One of the first things we did after all NIER 2013 papers were in, was identifying papers that should be desk rejected. What is a desk reject? Why are papers desk rejected? How often does it happen? What can you do if your paper is desk rejected?

A desk reject means that the program chairs (or editors) reject a paper without consulting the reviewers. This is done for papers that fail to meet the submission requirements, and which hence cannot be accepted. Filtering out desk rejects in advance is common practice for both conferences and journals.

To identify such desk rejects for NIER 2013, program co-chair Sebastian Elbaum and I made a first pass through all 160+ submissions. In the end, we desk rejected around 10% of the submissions (a little more than I had anticipated).

Causes for reject included problems in:

  • Formatting: The paper does not meet the 4 page limit;
  • Scope: The paper is not about software engineering;
  • Presentation: The paper contains, e.g., too many grammatical problems;
  • Innovation: The paper does not explain how it builds upon and
    extends the existing body of knowledge.

Of these, for NIER the formatting was responsible for half of the desk rejects.

Plagiarism
A potential cause that we did not encounter is plagiarism (fraud), or its special form self-plagiarism (submitting the same, or very similar, papers to multiple venues).

In my experience, plain plagiarism is not very common (I encountered one case in another conference, where we had to apply the IEEE Guidelines on Plagiarism).

Self-plagiarism is a bigger problem as it can range from copy-pasting a few paragraphs from an earlier paper to a straight double submission.
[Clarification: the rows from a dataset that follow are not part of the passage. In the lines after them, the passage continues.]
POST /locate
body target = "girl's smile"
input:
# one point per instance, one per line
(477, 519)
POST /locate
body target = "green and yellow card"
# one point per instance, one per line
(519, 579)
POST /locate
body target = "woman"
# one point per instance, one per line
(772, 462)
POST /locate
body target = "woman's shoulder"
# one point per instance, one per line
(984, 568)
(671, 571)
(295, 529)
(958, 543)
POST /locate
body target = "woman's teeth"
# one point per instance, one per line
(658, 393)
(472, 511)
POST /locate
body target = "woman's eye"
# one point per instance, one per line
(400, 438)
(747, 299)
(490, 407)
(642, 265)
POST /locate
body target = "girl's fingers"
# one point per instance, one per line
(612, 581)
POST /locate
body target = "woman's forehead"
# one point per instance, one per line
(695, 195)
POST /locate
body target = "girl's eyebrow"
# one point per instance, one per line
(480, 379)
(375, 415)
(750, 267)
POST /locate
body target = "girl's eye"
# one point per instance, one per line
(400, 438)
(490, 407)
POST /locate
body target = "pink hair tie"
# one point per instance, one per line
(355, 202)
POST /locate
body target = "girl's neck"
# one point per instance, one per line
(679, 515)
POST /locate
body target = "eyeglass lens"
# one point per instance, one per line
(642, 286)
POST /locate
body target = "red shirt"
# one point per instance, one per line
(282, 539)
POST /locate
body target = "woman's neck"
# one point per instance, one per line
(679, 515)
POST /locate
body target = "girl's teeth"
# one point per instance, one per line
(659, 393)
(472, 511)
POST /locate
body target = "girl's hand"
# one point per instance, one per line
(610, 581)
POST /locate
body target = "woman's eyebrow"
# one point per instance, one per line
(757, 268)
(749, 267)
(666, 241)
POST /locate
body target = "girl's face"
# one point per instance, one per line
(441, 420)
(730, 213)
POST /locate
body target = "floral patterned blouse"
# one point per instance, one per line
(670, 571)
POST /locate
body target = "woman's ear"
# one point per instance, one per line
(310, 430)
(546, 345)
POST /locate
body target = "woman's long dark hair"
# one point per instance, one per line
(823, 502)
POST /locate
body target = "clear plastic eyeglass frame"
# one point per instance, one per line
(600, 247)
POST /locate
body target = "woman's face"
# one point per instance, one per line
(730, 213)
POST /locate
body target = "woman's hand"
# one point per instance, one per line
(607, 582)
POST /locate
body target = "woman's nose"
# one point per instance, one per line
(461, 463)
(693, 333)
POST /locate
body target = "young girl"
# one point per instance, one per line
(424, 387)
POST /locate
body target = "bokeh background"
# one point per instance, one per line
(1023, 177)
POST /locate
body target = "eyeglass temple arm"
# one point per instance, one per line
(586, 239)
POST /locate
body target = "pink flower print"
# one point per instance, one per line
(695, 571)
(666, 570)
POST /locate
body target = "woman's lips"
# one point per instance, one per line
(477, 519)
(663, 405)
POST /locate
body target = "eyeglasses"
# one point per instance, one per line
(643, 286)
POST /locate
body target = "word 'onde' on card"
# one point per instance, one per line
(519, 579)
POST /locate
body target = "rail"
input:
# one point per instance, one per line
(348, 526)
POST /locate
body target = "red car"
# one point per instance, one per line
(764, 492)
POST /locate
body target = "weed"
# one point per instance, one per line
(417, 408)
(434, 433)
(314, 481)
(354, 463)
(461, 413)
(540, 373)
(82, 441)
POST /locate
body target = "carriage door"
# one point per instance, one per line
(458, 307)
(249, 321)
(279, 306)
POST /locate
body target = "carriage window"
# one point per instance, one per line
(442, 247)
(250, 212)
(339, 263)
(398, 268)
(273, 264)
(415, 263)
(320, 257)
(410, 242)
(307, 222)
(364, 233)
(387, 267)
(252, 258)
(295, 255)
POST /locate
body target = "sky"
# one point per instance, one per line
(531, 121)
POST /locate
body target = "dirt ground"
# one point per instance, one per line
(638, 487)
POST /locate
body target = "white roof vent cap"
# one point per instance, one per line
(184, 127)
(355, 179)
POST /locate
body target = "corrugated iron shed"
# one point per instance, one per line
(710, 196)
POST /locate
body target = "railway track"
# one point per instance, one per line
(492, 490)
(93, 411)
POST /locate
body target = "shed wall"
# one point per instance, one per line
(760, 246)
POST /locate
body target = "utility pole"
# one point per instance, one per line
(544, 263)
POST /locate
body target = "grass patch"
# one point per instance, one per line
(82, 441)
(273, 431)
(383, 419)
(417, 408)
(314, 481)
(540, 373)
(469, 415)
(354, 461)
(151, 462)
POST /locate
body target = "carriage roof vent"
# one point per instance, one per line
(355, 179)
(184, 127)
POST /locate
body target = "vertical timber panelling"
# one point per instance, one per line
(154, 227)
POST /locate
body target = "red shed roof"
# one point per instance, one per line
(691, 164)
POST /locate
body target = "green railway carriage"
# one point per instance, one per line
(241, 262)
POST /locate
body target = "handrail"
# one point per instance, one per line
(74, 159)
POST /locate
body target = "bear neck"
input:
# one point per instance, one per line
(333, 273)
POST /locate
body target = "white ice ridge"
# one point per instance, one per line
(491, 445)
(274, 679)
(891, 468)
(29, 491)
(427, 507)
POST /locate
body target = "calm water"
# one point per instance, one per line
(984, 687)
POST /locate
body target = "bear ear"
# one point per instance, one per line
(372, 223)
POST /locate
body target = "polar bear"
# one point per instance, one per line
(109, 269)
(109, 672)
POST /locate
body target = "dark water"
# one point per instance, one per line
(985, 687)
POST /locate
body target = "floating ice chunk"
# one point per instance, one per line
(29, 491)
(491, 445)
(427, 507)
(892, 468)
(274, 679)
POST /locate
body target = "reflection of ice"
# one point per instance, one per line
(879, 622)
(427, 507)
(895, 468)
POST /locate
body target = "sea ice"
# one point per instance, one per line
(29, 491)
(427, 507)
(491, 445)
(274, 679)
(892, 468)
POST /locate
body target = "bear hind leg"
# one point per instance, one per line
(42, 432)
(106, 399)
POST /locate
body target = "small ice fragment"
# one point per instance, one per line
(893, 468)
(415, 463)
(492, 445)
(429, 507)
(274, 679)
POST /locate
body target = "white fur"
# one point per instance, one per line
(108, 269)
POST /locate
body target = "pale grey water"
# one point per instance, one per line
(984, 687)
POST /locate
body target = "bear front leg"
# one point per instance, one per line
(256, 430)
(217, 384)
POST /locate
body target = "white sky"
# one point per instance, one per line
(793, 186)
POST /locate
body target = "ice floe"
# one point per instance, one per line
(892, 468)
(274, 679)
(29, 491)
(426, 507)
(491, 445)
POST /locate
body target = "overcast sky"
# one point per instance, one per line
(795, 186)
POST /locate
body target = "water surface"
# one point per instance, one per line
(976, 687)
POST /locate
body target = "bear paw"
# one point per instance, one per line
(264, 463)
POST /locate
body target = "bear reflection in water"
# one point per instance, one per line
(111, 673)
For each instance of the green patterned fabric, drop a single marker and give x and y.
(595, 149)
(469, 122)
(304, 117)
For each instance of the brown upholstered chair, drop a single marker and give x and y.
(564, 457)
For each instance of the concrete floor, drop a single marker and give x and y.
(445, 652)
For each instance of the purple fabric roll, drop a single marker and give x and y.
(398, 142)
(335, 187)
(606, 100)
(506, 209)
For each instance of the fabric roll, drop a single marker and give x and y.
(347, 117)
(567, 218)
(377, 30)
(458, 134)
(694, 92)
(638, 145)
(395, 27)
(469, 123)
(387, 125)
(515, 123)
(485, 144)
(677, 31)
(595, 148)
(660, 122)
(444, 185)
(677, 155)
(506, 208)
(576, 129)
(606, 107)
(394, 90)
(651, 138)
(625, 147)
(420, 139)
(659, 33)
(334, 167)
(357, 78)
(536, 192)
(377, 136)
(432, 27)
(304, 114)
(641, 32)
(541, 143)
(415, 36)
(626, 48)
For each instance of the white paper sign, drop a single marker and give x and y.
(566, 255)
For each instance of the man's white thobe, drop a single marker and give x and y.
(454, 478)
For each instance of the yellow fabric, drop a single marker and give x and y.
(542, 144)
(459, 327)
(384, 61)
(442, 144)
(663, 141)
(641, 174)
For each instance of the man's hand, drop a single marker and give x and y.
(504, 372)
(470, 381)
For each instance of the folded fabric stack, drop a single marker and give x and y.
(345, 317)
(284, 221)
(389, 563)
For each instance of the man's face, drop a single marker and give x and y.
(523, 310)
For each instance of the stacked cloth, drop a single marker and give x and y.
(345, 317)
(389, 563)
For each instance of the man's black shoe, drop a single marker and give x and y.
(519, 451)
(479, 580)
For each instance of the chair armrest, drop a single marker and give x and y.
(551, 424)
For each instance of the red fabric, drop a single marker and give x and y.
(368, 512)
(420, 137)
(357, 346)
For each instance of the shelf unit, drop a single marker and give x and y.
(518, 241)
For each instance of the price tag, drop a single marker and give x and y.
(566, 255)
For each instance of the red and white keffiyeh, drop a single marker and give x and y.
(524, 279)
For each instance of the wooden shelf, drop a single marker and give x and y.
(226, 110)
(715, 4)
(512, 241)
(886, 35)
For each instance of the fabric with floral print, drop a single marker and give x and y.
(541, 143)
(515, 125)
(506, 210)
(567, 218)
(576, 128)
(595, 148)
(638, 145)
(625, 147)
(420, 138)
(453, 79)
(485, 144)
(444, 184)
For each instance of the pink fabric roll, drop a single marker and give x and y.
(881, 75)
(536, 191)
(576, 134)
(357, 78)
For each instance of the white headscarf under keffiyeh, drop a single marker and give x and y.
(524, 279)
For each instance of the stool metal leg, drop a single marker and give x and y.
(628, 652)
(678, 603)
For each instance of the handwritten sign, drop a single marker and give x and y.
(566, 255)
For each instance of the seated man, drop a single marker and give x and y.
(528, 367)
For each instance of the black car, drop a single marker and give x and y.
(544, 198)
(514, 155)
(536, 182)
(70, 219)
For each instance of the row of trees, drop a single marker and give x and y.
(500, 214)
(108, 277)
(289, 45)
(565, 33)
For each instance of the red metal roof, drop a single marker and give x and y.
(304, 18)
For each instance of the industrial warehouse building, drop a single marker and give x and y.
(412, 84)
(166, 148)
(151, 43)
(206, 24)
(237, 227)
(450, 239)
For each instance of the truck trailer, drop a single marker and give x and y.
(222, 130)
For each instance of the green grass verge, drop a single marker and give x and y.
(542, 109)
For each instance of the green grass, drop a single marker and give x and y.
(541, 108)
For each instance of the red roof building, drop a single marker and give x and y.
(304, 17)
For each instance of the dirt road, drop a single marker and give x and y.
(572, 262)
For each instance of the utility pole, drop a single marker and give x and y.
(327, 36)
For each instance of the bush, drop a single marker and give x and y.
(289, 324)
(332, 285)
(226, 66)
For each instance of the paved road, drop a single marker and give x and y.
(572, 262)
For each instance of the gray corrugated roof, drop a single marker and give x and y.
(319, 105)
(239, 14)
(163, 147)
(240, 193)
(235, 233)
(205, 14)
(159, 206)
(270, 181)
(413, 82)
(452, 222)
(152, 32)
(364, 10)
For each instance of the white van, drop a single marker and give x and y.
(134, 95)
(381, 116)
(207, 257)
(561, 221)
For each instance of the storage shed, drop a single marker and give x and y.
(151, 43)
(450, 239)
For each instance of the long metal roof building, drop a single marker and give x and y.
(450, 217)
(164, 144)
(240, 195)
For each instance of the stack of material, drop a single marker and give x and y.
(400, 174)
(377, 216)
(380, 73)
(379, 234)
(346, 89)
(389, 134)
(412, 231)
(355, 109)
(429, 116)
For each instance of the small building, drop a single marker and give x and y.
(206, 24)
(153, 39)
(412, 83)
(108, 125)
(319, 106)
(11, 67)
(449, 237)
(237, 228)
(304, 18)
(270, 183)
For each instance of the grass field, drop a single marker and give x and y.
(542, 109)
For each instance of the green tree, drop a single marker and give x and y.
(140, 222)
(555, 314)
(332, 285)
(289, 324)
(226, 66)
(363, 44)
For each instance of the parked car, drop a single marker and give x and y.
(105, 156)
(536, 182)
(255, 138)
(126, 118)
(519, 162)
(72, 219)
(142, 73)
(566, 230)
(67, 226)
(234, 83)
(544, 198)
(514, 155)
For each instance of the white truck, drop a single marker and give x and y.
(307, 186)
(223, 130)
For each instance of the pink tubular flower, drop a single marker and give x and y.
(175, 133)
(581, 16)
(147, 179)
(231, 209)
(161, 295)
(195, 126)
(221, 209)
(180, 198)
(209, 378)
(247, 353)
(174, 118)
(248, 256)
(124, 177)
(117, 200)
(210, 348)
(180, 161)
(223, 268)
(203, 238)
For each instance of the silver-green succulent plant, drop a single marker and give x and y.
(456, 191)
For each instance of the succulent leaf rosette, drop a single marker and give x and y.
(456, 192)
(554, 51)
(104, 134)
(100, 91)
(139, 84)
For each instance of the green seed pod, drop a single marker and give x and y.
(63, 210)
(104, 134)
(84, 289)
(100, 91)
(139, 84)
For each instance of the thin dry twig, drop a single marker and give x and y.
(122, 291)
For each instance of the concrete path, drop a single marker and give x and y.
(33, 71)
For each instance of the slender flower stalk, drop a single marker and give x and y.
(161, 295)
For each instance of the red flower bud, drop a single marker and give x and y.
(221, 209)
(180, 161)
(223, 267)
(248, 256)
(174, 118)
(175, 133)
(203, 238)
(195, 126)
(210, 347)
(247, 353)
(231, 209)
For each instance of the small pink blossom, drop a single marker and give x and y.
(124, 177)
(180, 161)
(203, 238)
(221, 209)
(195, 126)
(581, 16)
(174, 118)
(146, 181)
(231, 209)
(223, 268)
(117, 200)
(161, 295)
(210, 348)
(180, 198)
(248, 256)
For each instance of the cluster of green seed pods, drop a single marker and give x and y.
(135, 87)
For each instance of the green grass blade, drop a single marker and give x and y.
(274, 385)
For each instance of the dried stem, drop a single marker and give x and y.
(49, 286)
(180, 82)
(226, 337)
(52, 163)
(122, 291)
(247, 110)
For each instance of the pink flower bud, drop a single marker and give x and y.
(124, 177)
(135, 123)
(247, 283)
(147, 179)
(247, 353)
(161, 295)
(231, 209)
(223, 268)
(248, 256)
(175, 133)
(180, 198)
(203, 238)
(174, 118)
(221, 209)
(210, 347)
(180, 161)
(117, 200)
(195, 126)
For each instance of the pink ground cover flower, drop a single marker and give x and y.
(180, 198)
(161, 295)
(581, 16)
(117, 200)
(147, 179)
While the former may be acceptable, the latter is considered a cardinal sin (your paper will be rejected at both venues, and reviewers don’t like reviewing a paper that cannot be accepted). And there are many shades of grey in between.

Notifications
We sent out notifications to authors of desk rejected papers within a few days after the submission deadline (it took a bit of searching to figure out that the best way to do this is to use the delete paper option from EasyChair). Thus, desk rejects not only serve to reduce the reviewing load of the program committee, but also to provide early feedback to authors whose papers just cannot make it.

Is there anything you can do to avoid being desk rejected?
The simple advice is to carefully read the submission guidelines. Besides that, it may be wise to submit a version adhering to all criteria early on when there is no immediate deadline stress yet. This may then serve as a fallback in case you mess up the final submission (uploading, e.g., the wrong pdf). Usually chairs have access to these earlier versions, and they can then decide to use the earlier version in case (only) the final version is a clear desk reject (for NIER this situation did not occur).

Is there anything you can do after being desk rejected?
Usually not. Most desk rejects are clear violations of submission requirements. If you think your desk reject is based on subjective grounds (presentation, innovation), and you strongly disagree, you could try to contact the chairs to get your paper into the reviewing phase anyway. The most likely outcome, however, will still be a reject, so it may not be in your self-interest to postpone this known outcome.

Submission times
And … are desk rejects are related to the paper submission time? Yes, there is a (mild) negative correlation: For NIER, there were more desk rejects in the earlier than in the later submissions. My guess is that this is quite common. There seem to be authors who simply try their same pdf at multiple conferences, hoping for an easy conference with little reviewing only.

Acceptance rates
This brings me to the final point. Conferences are commonly ranked based on their acceptance ratio. The lower the percentage of accepted papers, the more prestigious the conference is considered. The most interesting figure is obtained if acceptance rates are based on the serious competition only — i.e., the subset of papers that made it to the reviewing phase. Desk rejected papers do not qualify as such, and hence should  not be taken into account when computing conference acceptance rates.